The theory of plate tectonics states that Earth’s surface is made up of several internally rigid plates that coherently translate across the underlying mantle, pulling apart to build new ocean basins and crashing into one another to form mountain belts and subduction zones. Given their key underlying role in modulating geological processes that occur on the surface, it comes as no surprise that geologists are very interested in understanding the properties of these tectonic plates. How thick are they? Does this thickness vary as a function of space and time? How hot is the underlying mantle? And what is its viscosity (or stickiness), which inherently controls rates of plate motion?
One of the most successful and widely used techniques to image the upper mantle is seismic tomography. Acoustic energy generated during earthquakes travels through the Earth to seismometers, and using the locations and travel times of this energy allows us to build 3D maps of the variation in seismic velocity within the interior. Seismic velocity on it’s own is not the most interesting parameter, but because it is known to vary as a function of temperature, composition, and grain size, we can use it to build maps of plate thickness and mantle temperature structure.

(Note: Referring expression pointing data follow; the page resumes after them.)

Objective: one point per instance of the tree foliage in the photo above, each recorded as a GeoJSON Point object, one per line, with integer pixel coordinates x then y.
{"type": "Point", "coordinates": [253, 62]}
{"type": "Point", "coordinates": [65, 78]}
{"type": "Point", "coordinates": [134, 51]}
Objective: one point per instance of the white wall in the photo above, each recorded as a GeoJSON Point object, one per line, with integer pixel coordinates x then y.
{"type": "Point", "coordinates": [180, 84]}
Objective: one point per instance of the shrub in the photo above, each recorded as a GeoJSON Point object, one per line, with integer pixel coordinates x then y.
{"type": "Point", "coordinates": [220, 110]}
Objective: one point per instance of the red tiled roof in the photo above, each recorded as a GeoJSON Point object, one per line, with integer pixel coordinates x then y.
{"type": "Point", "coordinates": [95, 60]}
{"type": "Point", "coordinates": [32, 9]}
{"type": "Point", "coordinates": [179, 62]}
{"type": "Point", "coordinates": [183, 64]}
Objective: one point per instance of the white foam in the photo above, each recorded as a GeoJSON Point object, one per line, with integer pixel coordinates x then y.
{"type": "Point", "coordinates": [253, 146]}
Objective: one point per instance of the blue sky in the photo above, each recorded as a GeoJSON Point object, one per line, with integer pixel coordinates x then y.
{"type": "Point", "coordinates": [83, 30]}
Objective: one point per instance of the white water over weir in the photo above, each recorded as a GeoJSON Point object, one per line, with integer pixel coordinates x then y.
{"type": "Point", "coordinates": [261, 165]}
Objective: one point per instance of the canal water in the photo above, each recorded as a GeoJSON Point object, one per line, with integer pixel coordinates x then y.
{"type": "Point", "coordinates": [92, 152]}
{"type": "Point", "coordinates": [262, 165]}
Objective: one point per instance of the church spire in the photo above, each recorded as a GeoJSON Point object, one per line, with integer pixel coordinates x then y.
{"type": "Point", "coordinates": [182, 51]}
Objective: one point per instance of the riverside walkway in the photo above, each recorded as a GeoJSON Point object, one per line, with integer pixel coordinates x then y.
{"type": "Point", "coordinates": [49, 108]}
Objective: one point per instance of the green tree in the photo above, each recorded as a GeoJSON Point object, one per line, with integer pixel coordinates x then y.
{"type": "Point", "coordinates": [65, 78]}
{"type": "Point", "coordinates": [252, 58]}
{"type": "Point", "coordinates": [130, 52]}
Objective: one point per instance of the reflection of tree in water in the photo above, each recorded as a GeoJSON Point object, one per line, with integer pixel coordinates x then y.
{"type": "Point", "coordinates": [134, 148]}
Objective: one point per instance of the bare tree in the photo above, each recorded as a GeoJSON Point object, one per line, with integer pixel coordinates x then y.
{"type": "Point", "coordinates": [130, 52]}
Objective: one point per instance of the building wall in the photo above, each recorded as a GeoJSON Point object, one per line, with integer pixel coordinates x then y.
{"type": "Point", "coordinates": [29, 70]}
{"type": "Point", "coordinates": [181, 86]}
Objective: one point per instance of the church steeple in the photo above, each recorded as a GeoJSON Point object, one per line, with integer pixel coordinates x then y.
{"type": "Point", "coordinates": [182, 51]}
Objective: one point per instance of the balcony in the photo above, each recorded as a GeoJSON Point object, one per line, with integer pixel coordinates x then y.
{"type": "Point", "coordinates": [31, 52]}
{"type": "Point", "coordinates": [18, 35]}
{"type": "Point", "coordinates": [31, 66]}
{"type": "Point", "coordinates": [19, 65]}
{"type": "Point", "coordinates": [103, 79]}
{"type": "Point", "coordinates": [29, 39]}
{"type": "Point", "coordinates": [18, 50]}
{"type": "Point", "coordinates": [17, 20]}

In this study, we generate these maps by combining some of the latest seismic tomography models with recent laboratory experiments on the deformation of mantle rocks at seismic frequencies. Our results can be used to delineate variations in plate thickness, estimate the present-day mantle temperature beneath the source regions of volcanic rocks, and predict mantle viscosity structure for use in convection studies and sea-level modelling. We finish by using our refined picture of upper mantle density anomalies to predict the pattern of present-day dynamic topography, and obtain the best fits to independent observations in the oceanic realm of any global mantle convection simulation to date.